Q. What would you suggest is the appropriate way to follow up a cover letter and resume sent via email? Generally when these are sent in response to a classified type ad, the ad says “No phone calls, please.” However the norm for firms seems to be to never respond to applicants at all. I find this trend very inconsiderate although understandable in the current economic climate. Is there anyway to get past the email wall and find out whether the firm is still hiring or not?
M. O., Belmont, MA
A. You’re trapped in a Catch 22: you’ve got a problem if you act and you’ve got a problem if you don’t act. If an employer says “No phone calls, please” what does calling say about your ability to follow directions? So, let’s take making a phone call off the table right away. One alternative is to do some sleuthing to find out the name of a person in the HR department who you can contact by email. Check the company’s web site and see if personnel are listed. Or, call the department and ask who you can contact and what their email address is. A third option is to work your network to see if anyone you know can give you the name of a person to contact.

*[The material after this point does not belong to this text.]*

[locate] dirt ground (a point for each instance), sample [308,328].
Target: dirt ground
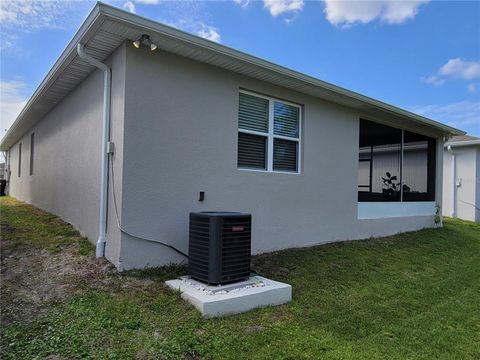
[32,278]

The Emily Post Institute is seeing more and more articles in the news cautioning companies about leaving job seekers high and dry. Companies that don’t respond to job seekers–whether they’re answering a job posting ad or simply sending an unsolicited resume—are inconsiderate, rude and hurting themselves. It won’t be long before the message “Don’t bother applying at XYZ Widgets—they won’t get back to you” circulates among networked job seekers. The poor image they’re creating among job seekers can tarnish their reputation. In addition, the job seekers may one day be clients or prospects with good memories who may choose to take their business elsewhere.
Companies have a responsibility to communicate with all their constituencies and that includes job seekers. If a company tells you not to call and they don’t follow up, ask yourself, “Is this a company I really want to work for?”